Life of a Distributed Team

Life of a Distributed Team

How the MN DEED BOT team embraces remote collaboration

Hi, we’re Team MN DEED BOT.

We’re a software development team with distributed members in Maine, Minnesota, and one in Texas. As MN DEED BOT, we’ve worked “remotely together” for more than a year, with many of us collaborating to develop prior to that. Some of us work for Minnesota’s Department of Employment and Economic Development (DEED) and Minnesota IT Services (MNIT), and the rest with GovWebworks (GWW), the vendor.

We’ve recently launched a chatbot, the CareerForceMN Assistant, on the CareerForce website. This new virtual assistant directs job seekers to specific programs that can help them find jobs and build stable careers. In the interest of transparency and continuous improvement, we thought we’d share a snapshot of the team process that helped our distributed team meet project goals.

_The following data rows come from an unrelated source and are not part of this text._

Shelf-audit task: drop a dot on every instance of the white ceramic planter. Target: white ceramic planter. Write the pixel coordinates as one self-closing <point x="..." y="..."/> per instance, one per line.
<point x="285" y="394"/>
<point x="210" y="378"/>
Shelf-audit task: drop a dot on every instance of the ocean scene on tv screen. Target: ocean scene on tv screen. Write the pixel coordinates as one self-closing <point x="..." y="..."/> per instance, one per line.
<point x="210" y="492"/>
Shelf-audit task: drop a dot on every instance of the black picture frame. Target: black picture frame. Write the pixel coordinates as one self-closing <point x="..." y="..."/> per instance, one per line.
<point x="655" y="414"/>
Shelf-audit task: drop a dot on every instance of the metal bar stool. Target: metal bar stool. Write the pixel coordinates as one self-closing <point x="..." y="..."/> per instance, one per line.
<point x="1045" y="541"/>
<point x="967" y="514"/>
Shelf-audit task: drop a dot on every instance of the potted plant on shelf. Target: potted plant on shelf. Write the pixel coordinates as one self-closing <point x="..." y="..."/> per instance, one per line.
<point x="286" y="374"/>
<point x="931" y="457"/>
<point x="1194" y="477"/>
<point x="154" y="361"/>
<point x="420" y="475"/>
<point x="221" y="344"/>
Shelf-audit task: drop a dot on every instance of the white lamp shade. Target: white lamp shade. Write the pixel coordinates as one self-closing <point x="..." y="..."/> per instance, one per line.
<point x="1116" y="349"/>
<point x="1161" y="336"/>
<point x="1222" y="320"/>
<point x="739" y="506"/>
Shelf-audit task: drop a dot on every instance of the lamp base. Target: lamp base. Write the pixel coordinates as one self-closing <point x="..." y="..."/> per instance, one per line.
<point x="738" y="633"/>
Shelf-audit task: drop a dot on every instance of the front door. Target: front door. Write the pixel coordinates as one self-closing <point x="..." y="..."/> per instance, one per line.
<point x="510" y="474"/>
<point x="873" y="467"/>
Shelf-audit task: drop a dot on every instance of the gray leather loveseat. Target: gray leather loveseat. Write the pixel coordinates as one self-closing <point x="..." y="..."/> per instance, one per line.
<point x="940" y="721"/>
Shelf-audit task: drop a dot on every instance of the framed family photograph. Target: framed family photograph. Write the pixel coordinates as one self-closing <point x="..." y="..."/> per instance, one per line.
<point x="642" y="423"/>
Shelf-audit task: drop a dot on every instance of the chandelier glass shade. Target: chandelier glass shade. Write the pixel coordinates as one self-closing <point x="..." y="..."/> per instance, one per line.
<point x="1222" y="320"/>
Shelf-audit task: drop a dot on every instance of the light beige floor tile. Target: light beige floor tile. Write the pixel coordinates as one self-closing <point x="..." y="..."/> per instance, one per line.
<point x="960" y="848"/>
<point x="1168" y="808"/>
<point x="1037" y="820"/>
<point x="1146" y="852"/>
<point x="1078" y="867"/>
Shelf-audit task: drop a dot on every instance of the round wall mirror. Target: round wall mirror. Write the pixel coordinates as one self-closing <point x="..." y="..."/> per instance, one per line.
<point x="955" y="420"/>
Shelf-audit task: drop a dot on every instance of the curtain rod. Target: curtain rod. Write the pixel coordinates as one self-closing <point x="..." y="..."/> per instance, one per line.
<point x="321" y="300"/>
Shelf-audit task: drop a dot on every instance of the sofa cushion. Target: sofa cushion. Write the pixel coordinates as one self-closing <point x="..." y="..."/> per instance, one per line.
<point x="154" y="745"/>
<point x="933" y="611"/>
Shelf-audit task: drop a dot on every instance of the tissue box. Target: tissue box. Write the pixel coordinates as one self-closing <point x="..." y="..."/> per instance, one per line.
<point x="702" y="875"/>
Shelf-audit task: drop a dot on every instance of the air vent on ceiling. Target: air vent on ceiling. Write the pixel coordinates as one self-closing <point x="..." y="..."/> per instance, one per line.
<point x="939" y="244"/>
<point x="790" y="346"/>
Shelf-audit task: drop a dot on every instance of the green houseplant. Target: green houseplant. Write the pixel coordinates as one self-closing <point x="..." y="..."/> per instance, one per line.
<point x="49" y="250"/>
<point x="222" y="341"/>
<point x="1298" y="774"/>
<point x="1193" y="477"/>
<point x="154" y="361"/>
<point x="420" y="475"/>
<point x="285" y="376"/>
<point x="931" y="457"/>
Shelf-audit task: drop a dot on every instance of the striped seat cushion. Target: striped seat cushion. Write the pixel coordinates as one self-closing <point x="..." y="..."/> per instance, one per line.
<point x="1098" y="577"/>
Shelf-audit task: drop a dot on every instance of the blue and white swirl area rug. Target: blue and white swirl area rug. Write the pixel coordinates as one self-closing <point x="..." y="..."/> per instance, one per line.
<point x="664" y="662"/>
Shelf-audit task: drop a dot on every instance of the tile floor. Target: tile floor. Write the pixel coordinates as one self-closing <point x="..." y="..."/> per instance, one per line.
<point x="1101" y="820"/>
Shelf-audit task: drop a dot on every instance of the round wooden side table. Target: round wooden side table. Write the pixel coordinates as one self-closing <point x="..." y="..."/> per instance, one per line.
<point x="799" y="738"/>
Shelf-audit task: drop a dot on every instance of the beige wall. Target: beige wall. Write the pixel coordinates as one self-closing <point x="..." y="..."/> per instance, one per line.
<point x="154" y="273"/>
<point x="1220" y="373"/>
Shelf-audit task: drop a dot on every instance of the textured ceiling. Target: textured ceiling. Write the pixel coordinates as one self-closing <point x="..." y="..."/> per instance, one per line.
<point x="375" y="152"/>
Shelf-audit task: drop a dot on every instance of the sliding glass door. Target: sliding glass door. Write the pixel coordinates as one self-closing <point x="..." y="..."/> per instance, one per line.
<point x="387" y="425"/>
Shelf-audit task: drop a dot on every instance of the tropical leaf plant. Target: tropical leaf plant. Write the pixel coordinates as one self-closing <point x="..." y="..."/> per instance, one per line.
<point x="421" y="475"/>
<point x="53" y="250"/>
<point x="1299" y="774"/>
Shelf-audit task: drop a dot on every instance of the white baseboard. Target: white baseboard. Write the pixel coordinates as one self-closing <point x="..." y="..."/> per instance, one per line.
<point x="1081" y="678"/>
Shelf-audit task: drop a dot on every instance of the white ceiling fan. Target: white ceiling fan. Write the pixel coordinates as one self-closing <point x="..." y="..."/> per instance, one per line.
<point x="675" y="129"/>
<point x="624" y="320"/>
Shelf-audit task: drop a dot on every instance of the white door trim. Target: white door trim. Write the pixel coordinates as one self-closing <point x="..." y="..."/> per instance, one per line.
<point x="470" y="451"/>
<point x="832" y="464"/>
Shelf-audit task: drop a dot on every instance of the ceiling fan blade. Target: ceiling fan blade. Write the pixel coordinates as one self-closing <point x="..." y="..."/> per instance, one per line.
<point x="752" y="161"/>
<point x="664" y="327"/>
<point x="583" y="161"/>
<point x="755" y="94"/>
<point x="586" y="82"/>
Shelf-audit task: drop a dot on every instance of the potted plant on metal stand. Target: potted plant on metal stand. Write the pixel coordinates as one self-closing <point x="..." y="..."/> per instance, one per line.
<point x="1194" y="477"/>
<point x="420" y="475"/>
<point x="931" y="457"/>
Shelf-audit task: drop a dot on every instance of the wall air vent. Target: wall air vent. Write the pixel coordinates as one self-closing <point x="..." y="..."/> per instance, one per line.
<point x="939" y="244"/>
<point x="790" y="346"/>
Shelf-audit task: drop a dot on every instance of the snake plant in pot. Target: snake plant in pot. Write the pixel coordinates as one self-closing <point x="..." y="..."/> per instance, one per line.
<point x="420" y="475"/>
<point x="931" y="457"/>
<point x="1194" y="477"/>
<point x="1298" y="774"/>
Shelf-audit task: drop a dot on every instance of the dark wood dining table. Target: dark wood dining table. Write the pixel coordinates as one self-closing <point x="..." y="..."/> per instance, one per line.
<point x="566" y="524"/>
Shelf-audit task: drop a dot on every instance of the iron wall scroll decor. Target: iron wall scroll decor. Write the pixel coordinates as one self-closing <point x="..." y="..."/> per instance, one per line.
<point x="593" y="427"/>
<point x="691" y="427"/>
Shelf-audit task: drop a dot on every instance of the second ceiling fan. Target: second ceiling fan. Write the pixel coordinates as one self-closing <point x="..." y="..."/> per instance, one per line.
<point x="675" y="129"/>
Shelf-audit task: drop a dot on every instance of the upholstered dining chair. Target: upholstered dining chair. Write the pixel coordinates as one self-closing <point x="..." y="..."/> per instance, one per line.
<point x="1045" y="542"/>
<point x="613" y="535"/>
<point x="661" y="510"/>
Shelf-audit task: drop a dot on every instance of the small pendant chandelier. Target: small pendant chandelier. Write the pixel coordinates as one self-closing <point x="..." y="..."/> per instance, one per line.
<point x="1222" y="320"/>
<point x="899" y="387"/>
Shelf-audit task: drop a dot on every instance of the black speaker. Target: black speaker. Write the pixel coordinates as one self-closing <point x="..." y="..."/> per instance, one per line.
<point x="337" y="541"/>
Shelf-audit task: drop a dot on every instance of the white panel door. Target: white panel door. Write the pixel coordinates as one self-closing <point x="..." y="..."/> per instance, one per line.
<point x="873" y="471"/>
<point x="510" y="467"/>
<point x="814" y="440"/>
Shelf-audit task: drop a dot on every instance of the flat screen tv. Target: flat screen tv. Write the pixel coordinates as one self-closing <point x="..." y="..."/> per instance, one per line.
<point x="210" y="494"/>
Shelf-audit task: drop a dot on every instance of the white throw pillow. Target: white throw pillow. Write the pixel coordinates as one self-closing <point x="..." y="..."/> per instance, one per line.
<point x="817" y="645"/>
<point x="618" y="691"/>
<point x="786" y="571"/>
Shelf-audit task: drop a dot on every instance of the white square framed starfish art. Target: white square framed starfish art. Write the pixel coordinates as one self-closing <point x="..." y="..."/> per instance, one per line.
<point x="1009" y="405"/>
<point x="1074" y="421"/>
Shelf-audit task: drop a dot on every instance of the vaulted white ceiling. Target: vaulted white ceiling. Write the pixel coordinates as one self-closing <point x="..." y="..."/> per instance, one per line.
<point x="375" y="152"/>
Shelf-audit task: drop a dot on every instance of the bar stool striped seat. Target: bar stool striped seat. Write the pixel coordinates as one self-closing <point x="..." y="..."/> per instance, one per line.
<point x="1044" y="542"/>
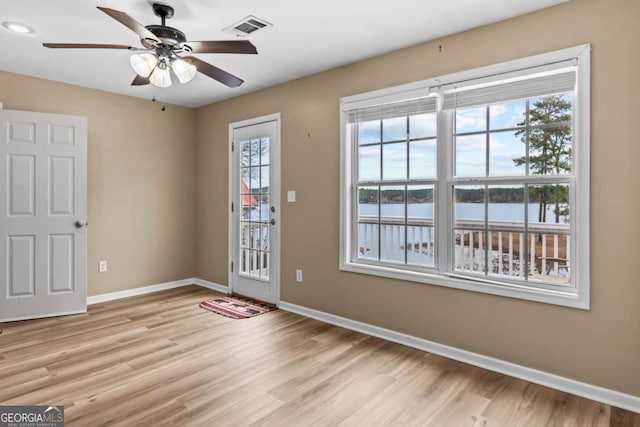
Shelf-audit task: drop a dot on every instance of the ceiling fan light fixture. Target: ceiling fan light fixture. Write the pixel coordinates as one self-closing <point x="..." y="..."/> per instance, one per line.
<point x="17" y="27"/>
<point x="183" y="70"/>
<point x="161" y="77"/>
<point x="143" y="63"/>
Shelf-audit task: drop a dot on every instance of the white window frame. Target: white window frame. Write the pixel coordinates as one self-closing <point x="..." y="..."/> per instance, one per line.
<point x="578" y="295"/>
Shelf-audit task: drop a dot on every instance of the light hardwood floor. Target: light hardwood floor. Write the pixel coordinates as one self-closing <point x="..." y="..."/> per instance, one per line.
<point x="159" y="359"/>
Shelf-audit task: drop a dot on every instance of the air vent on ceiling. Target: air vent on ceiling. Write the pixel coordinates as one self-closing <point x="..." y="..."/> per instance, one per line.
<point x="248" y="25"/>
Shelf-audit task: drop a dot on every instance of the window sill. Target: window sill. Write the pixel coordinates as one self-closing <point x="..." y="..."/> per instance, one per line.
<point x="569" y="298"/>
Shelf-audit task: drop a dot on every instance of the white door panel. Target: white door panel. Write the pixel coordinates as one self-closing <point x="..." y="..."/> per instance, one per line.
<point x="255" y="196"/>
<point x="42" y="214"/>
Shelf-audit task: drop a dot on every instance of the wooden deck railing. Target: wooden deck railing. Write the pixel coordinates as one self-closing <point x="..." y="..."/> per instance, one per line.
<point x="500" y="248"/>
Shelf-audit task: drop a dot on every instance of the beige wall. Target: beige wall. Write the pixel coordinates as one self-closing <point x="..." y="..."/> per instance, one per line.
<point x="141" y="184"/>
<point x="600" y="346"/>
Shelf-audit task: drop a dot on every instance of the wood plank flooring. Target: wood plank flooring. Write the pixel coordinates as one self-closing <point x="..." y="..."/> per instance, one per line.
<point x="159" y="359"/>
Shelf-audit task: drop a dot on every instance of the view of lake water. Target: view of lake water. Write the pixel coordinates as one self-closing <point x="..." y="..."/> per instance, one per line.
<point x="473" y="211"/>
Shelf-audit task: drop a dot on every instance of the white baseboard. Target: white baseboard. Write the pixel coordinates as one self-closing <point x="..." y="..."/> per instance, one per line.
<point x="600" y="394"/>
<point x="96" y="299"/>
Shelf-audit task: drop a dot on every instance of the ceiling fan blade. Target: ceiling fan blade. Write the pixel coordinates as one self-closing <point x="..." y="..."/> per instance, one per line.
<point x="129" y="22"/>
<point x="222" y="46"/>
<point x="214" y="72"/>
<point x="140" y="81"/>
<point x="87" y="46"/>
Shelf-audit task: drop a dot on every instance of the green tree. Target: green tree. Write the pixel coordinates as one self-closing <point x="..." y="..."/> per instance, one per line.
<point x="549" y="136"/>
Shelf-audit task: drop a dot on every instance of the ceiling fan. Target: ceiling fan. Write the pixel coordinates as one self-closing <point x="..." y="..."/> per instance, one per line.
<point x="163" y="48"/>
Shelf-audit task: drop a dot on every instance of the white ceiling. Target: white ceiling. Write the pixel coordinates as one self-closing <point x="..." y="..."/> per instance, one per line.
<point x="307" y="37"/>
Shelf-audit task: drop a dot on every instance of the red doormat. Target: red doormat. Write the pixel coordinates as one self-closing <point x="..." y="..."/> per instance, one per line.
<point x="236" y="308"/>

Teams often follow a sequence of phases as they develop and evolve to deliver strong results, according to psychologist Bruce Tuckman. The forming-storming-norming-performing model of team development is a useful framework by which to view our team’s evolution on the MN DEED BOT project. Since our team was already distributed between Maine, Minnesota, and Texas, the shift to working from home during the pandemic was a fairly smooth one. Ultimately, we identified that team communication and the Agile/Scrum process is as essential to working remotely as it is for a successful project launch. Here’s why.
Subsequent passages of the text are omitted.